I will look into all of those and have been meaning to buy a timer for a long time so I will definitely get one to use when doing him 'homework' or other sit down activities.

I really appreciate your replies, makes me feel like I'm not alone. I've always felt like I'm the one who's judged as the parent who's child wont concentrate/sit still/do things that I want him to do. So it's good to speak to others who may have been through similar.

UniversalTruth · 23/09/2024 10:00

He'll learn at his own pace I'm sure, he may surprise you and become an academic!

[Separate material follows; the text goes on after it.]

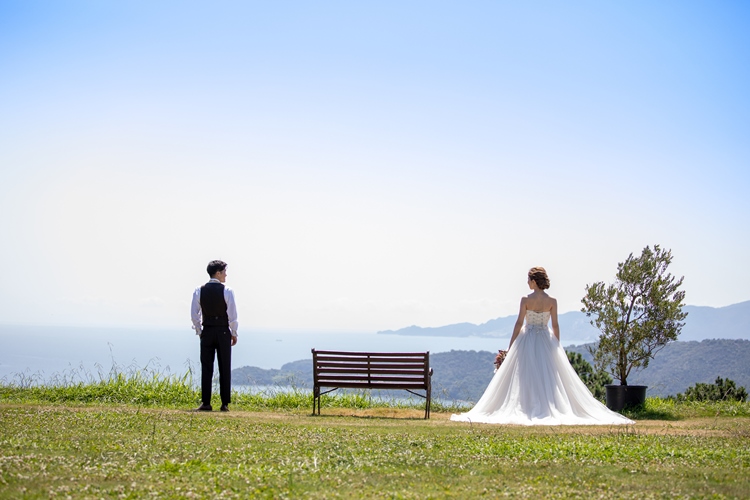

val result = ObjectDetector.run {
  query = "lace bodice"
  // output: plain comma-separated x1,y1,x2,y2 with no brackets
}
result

Tryingtohelp12 · 23/09/2024 13:37

@Lulub94 yes don’t force him, we deffo had lots of encouragement (bribes) to get it done or we took it in turns to read a word or there was no choice the reading needed to be done but he could choose mummy or daddy and where we did the reading etc. but I wish we’d had that sort of approach from about half way in reception as the difficulty is the longer you leave it the bigger the gap between peers and them gets bigger which has a knock on confidence, we’ve had quite a lot of ‘I’m not good at this’ to overcome. We just remind him that everything new is hard (learning to ride a bike, swim etc) but if you practice a lot soon you can do it without thinking! I also point out when other people are learning things eg baby brother is learning to walk and keeps falling but he keeps trying and will learn. We’ve recently been reading marvel books and I’m unfamiliar with the names and he has been correcting me so it’s a reminder that sometimes reading is really hard even for grown ups!!

we also try and give him lots of time to do things he loves, enjoys and is good at like bikes, swimming general sports etc!